Uitgebreide samenvatting Economische Modellen VWO.
Bestaande uit Hoofdstuk 1 De grote recessie, Hoofdstuk 2 Inkomen, hoe verdien je dat?, Hoofdstuk 3 Structuur en conjunctuur, Hoofdstuk 4 Overheid en economische groei & Hoofdstuk 5 Monetair beleid. Bevat daarnaast een interne samenvatting en een aa...
Economische Crisis
H1. De grote recessie
1.1 Van kredietcrisis naar recessie
Krimpende economie: Er worden minder goederen en diensten geproduceerd. Als een krimp
minstens twee kwartalen aanhoudt, spreken officiële bronnen van een recessie.
Bruto binnenland product (bbp): Is de totale productie in een jaar en is gelijk aan het totale
inkomen van dat jaar.
Eurogebied/Eurozone: Omvat de landen die de euro gebruiken als betaalmiddel.

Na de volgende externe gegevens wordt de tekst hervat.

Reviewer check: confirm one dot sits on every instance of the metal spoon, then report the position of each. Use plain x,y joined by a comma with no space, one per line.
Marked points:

Economen zijn het oneens over de oorzaken van de crisis. Een van de oorzaken die vaak
wordt genoemd is de lage rente in de jaren vóór de crisis.
1.2 Financiële markten
1.2.1 Vermogensmarkt
De vermogensmarkt: Is het geheel van de vraag naar en het aanbod van vermogen.
Marktpartijen met een geldtekort vragen geld en marktpartijen met een geldoverschot bieden
geld aan. De rente is de prijs die op de vermogensmarkt tot stand komt. Het aanbod van
geld is afkomstig uit besparingen. Sparen: Het niet-besteden van inkomen. Besparingen
kunnen gedwongen of vrijwillig zijn. Bij vrijwillige besparingen kan men een gedeelte
oppotten, het geld letterlijk op een plek wegleggen. Wie iets wil verdienen met spaargeld
kiest voor beleggen in aandelen en obligaties. De belegger biedt zijn vermogen op de
vermogensmarkt, hij wil er inkomen mee verdienen. De belegger doet afstand van
koopkracht op dit moment in ruil voor toekomstige koopkracht. Vraag naar vermogen is
vooral afkomstig van bedrijven die geld nodig hebben voor investeringen, maar ook
gezinnen en de overheid die tekorten heeft behoren tot de vragers. De ruil in tijd werkt nu
andersom: de vragers op de vermogensmarkt hevelen toekomstige koopkracht over naar het
heden. Spaarquote: Het deel van het inkomen dat wordt gespaard. Voor een toename van
sparen zijn verschillende verklaringen, een verklaring is de groei van de welvaart in grote
delen van de wereld in combinatie met een vergrijzing van de bevolking.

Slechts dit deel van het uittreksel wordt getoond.